Dive Brief:
- Twilio keeps discovering more victims as it continues to investigate the downstream impacts of a sophisticated phishing attack earlier this month.
- The company, in a Wednesday update, said it identified 163 customers whose data was compromised. Twilio previously said the attack impacted 125 customers.
- Twilio said it made multiple internal security improvements following the attack. The company also maintains it has not observed any further instances of unauthorized access since Aug. 10, six days after multiple employees were duped into providing their credentials to threat actors behind the attack.
Dive Insight:
The phishing attack, which compromised Twilio’s widely used two-factor authentication service, was part of a much larger campaign, dubbed Oktapus by researchers, targeting 169 unique domains.
Threat actors behind Oktapus have compromised almost 10,000 user credentials across 136 organizations, according to Singapore-based cybersecurity provider Group-IB.
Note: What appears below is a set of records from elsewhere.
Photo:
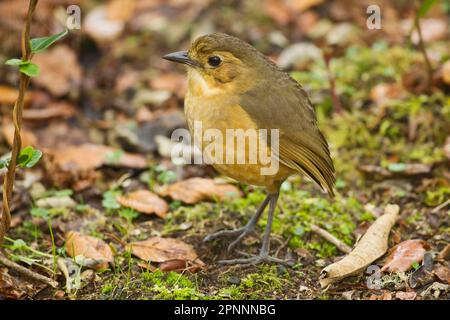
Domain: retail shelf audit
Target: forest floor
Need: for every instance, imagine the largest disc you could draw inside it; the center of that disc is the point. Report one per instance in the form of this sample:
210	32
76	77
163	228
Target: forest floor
390	144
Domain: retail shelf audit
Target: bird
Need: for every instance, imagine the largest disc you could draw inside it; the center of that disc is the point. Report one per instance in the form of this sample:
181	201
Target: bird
231	85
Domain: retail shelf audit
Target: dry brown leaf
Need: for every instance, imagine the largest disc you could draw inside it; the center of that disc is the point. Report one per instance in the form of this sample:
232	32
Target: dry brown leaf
443	273
8	95
385	296
402	256
197	189
165	250
402	295
91	156
90	248
121	10
101	27
369	248
54	110
145	201
57	77
407	170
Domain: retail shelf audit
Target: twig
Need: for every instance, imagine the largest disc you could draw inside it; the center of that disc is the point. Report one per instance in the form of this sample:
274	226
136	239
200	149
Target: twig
445	253
423	50
330	238
36	276
8	183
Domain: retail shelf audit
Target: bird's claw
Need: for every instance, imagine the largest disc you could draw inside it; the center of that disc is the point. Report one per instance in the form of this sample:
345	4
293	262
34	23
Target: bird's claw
241	233
256	259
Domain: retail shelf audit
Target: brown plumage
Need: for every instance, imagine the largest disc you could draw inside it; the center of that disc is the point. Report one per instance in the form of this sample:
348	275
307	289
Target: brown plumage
234	86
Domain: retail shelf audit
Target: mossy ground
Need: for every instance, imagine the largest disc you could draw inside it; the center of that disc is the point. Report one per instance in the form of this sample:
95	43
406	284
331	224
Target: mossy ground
368	134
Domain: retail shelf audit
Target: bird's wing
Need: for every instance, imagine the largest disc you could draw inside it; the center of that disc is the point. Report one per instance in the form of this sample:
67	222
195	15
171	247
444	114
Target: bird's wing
281	103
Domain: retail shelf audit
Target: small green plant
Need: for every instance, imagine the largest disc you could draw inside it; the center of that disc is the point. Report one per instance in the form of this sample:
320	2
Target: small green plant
29	156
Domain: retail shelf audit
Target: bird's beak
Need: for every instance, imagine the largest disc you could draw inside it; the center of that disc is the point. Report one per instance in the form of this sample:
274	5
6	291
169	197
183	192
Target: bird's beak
181	57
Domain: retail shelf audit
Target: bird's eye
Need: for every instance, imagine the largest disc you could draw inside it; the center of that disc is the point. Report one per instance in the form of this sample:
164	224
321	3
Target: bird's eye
214	61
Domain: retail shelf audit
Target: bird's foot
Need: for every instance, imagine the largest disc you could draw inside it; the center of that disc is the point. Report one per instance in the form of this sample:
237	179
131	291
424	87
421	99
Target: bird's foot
256	259
240	232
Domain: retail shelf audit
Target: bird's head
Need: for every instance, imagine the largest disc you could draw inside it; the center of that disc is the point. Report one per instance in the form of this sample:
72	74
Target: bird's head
220	62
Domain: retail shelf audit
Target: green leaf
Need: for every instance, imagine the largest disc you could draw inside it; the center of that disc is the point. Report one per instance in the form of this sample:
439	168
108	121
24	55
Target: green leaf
16	62
28	157
40	44
40	213
19	244
425	7
397	167
30	69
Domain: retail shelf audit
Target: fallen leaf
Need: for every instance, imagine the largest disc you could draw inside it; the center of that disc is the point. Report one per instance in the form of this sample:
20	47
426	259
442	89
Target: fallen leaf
165	250
145	201
402	256
194	190
402	295
370	247
284	12
120	10
28	137
435	290
56	202
54	110
89	247
58	78
396	170
74	158
424	274
443	273
446	72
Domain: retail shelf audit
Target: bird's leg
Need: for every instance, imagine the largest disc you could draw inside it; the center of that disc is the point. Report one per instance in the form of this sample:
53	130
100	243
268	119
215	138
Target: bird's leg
244	231
264	252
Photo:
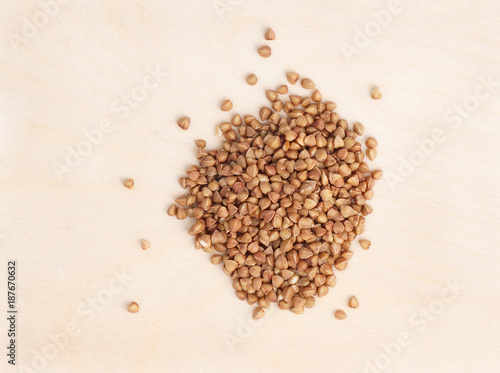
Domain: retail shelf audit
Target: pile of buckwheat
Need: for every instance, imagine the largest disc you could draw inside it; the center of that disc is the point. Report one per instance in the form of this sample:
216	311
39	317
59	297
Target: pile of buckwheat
280	202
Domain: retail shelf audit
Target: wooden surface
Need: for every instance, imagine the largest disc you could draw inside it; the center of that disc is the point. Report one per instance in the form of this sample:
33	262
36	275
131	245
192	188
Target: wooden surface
70	234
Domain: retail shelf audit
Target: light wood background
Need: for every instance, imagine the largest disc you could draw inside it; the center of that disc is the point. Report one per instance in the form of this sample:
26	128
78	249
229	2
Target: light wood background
70	234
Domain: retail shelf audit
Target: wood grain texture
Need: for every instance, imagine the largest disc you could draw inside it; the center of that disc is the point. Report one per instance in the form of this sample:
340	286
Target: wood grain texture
139	66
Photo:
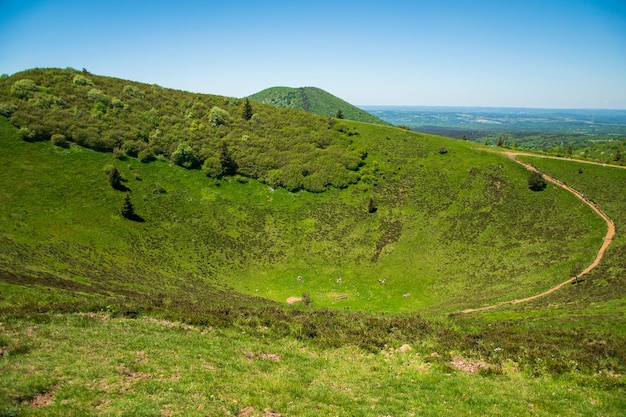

The fallout from these points of compromise were quickly exploited by threat actors to launch additional supply-chain attacks. Signal, a Twilio customer, said the phone numbers or verification codes of 1,900 users were revealed as a result of the Twilio breach.
Twilio last week said it identified another group of 93 victims on its Authy service, which allows users to manage multiple two-factor authentication accounts on a mobile app. Threat actors successfully registered additional devices to those 93 accounts, which have since been identified and removed by Twilio.
All of the victims have been notified and the investigation remains ongoing, according to Twilio.